Wśród zalet projektu wymienia możliwość uzyskania przez pozwanego zwrotu kosztów zastępstwa procesowego w pełnej wysokości.
– Sądy już teraz mogą tak orzekać, ale rzadko to robią. Natomiast w projekcie jest to jedna z sankcji. Dzięki temu osoba, przeciwko której zastosowano SLAPP, odzyska całość wydatków na obsługę prawną, a nie tylko ich część mieszczącą się w ramach stawki – stwierdza.
Dominika Bychawska-Siniarska dodaje, że dobrze odzwierciedlonym w projekcie elementem dyrektywy jest kaucja. Sąd będzie mógł zobowiązać powoda do jej złożenia na zabezpieczenie kosztów procesu dla pozwanego.
– Kaucja powinna mieć efekt zniechęcający do wytaczania SLAPP-owych powództw – uważa Dominika Bychawska-Siniarska.
Sankcją za SLAPP będą też kary pieniężne: do 20-krotności, a w szczególnie uzasadnionych wypadkach 100-krotności płacy minimalnej.
– Nie określono jednak mechanizmu egzekucji tych kar – wskazuje Agnieszka Wiercińska-Krużewska. Kary trafią do budżetu państwa.
Kiedy pozew jest w oczywisty sposób bezzasadny?
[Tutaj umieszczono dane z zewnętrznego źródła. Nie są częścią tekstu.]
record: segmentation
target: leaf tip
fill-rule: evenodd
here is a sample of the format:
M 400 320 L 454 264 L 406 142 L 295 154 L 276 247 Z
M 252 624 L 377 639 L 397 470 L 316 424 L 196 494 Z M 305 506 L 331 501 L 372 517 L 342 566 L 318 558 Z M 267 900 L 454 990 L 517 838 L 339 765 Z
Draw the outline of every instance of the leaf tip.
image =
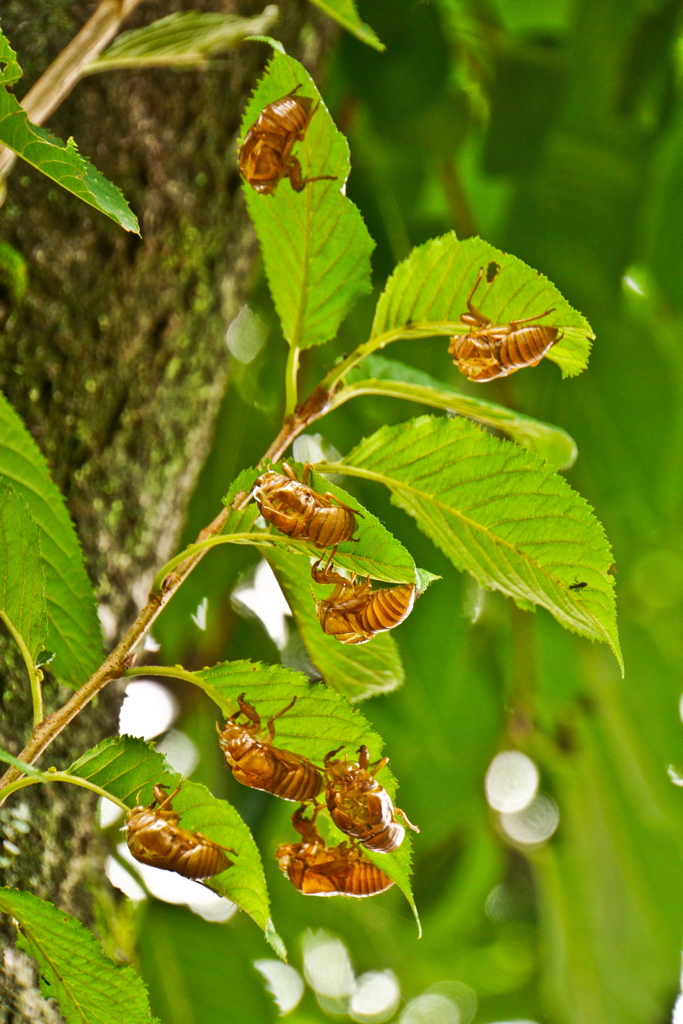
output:
M 266 936 L 266 941 L 275 950 L 280 959 L 284 961 L 284 963 L 287 963 L 287 947 L 285 946 L 284 942 L 282 941 L 278 933 L 275 931 L 275 925 L 273 924 L 272 919 L 270 917 L 266 921 L 264 933 Z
Jednym z mankamentów projektu jest odwołanie się do już istniejącej w kodeksie postępowania cywilnego możliwości oddalenia powództwa z uwagi na jego oczywistą bezzasadność (art. 191 ze zn. 1).
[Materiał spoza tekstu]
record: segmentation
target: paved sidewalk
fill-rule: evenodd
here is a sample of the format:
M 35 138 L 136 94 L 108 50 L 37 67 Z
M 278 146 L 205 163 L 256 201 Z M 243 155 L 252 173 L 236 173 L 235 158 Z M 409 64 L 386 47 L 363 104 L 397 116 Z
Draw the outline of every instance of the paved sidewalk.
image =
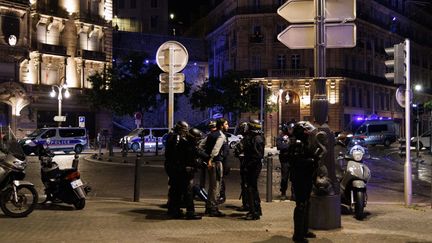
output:
M 258 221 L 241 219 L 238 200 L 229 200 L 224 218 L 172 220 L 164 200 L 89 198 L 84 210 L 67 205 L 39 207 L 26 218 L 0 214 L 0 242 L 292 242 L 294 203 L 263 203 Z M 202 214 L 198 202 L 197 212 Z M 429 206 L 369 204 L 364 221 L 342 216 L 342 228 L 315 230 L 311 242 L 432 242 Z

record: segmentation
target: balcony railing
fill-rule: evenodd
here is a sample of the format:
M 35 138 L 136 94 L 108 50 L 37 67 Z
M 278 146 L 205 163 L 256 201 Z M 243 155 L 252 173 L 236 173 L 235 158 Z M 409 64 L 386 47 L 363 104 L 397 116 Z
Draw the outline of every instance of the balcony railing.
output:
M 309 69 L 269 69 L 269 77 L 309 77 Z
M 106 54 L 99 51 L 78 50 L 77 57 L 101 62 L 104 62 L 106 60 Z
M 53 55 L 59 55 L 59 56 L 66 56 L 67 55 L 65 46 L 50 45 L 50 44 L 45 44 L 45 43 L 37 43 L 36 47 L 37 47 L 37 50 L 41 53 L 53 54 Z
– Polskie sądy przyjęły niezwykle restrykcyjną wykładnię terminu oczywistej bezzasadności. W związku z tym w praktyce ten środek był stosowany bardzo rzadko – mówi Konrad Siemaszko.
Z analizy HFPC wynika, że ten przepis praktycznie nie jest przez sądy wykorzystywany, a jeżeli już, to w odniesieniu do pozwów zupełnie bez sensu prawniczego. – Natomiast SLAPP-y niestety często mają pozór sensu prawniczego, bo są pisane przez profesjonalnych pełnomocników. Obawiam się więc, że jeśli sądy będą się trzymały istniejącej restrykcyjnej wykładni, to ta ścieżka walki ze SLAPP-ami pozostanie na papierze – stwierdza Konrad Siemaszko.
Agnieszka Wiercińska-Krużewska też uważa, że do tej pory przepisy o oczywistej bezzasadności nie działały.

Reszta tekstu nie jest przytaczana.